An Elegant Puzzle

An Elegant Puzzle

JAN 18, 2022

An Elegant Puzzle is one of those classic engineering leadership books that I wish I'd read far earlier than I did. It's written by Will Larson, the CTO of Calm.

It's perhaps one of the best primers on growing and scaling yourself as an eng leader (with a focus on people management). In my experience, all leaders at scale need to adopt the systems-level thinking that Will so thoughtfully articulates.

If you are a founder and can read one book this year, An Elegant Puzzle would be a good place to start.

Organization Design

Makeup

Will argues that effective engineering teams should be "abstracted" away from their individual members. I hadn't heard this phrasing before, but it definitely resonates.
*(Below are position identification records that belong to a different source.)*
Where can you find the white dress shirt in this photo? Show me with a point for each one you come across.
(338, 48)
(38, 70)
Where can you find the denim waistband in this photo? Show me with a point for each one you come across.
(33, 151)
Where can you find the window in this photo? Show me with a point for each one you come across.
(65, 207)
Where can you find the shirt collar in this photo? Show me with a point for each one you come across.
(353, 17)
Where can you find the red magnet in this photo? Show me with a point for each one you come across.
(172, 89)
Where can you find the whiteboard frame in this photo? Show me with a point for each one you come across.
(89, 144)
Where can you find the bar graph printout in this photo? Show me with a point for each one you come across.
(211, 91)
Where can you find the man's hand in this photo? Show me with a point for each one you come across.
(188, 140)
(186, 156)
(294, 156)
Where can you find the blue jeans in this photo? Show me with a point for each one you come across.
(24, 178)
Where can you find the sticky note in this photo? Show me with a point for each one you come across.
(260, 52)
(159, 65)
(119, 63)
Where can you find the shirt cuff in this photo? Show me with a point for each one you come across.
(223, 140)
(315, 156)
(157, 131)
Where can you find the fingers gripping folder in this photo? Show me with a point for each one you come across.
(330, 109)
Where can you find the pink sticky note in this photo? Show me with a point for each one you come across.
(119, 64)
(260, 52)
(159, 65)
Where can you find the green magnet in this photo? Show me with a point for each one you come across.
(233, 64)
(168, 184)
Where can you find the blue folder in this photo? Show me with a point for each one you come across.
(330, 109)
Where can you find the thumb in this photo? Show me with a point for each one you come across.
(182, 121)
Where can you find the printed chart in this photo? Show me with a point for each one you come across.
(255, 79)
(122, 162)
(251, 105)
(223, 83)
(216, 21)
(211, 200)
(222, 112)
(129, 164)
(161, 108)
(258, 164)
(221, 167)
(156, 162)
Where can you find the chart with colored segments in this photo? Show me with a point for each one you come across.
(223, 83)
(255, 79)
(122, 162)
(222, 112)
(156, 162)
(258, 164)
In order to have a high-functioning team, it has to have enough people that a single one leaving, taking vacation, or having a bad week won't effect the team's overall output.

His general rules...

  1. teams should be six-to-eight during steady state
  2. to create a new team, grow an existing team to eight to ten
  3. never create empty teams
  4. never leave managers supporting more than eight individuals

For managers of managers, the director should be able to support 4-6 different managers.

On-call rotations should be 8 people. If you ever have fewer than 8 people on an on-call rotation, it's worth trying to split it between two teams.

This goes a little bit against the advice we noticed at Segment. I'd say optimal teams were something like ~5 engineers, but admittedly that tended to leave room for leaky abstractions (individual engineers mattered a lot more) and a spiky maintenance load.

Operating modes

Will has a good framing for the modes that teams tend to exist in, and proposed methods for getting them to stage four.

  1. Falling behind (add people)
  2. Treading water (reduce scope)
  3. Repaying debt (add time)
  4. Innovating (add slack)

If a team is falling behind, you need to add people to it. That helps it get out of a feeling of never making progress.

If a team is treading water, then reduce the amount of in-progress work, or try and shift the work to another team.

If a team is repaying debt, that is generally a good place to be. The cycle of repaying debt compounds.

If a team is innovating, then you are at the happy part of the spectrum! In this case, ensure you have enough slack to keep innovating and make sure you are emphasizing priority into your work.

Will has the same perspective we tried to achieve at Segment, you shouldn't have teams which are focused solely on innovation vs teams focused on maintenance. Every team should "eat its vegetables".

He explicitly advises hiring new people vs moving people from within the org. He argues that people aren't really fungible, and moving existing hires tends to become political.

In all of these operating modes, the shifts are slow, so you shouldn't expect one mode to switch to another overnight. Instead, it's like a board game, be confident in your bets and your strategy.

Long-lived and shifting scope

Will makes a case that teams should also be long-lived and stable. Several managers at Segment (particularly Gerhard Esterhuizen) really leaned into this idea too.

It's harder to get teams to re-gel than it is to shift scope or workloads between different teams. Instead of shifting people, shift responsibilities.

If many teams are behind, it's not that useful to do a "peanut butter" approach and spread focus across all of them. Instead, try and get one team to a great spot, and then focus on the next team. This will help you get earlier return on investment.

He also advises that hiring happen on one team at a time to limit the team's re-gelling process. This is pretty different than the techniques we employed at Segment, and I'm curious to know how it shifts the culture. But, I can see some merit for it in terms of onboarding.

Building in slack

Will has an interesting idea that most teams should always strive for a certain amount of slack. He argues that teams generally know what to focus on, and having some amount of time which is unspecified allows them to steadily improve tools and processes they own.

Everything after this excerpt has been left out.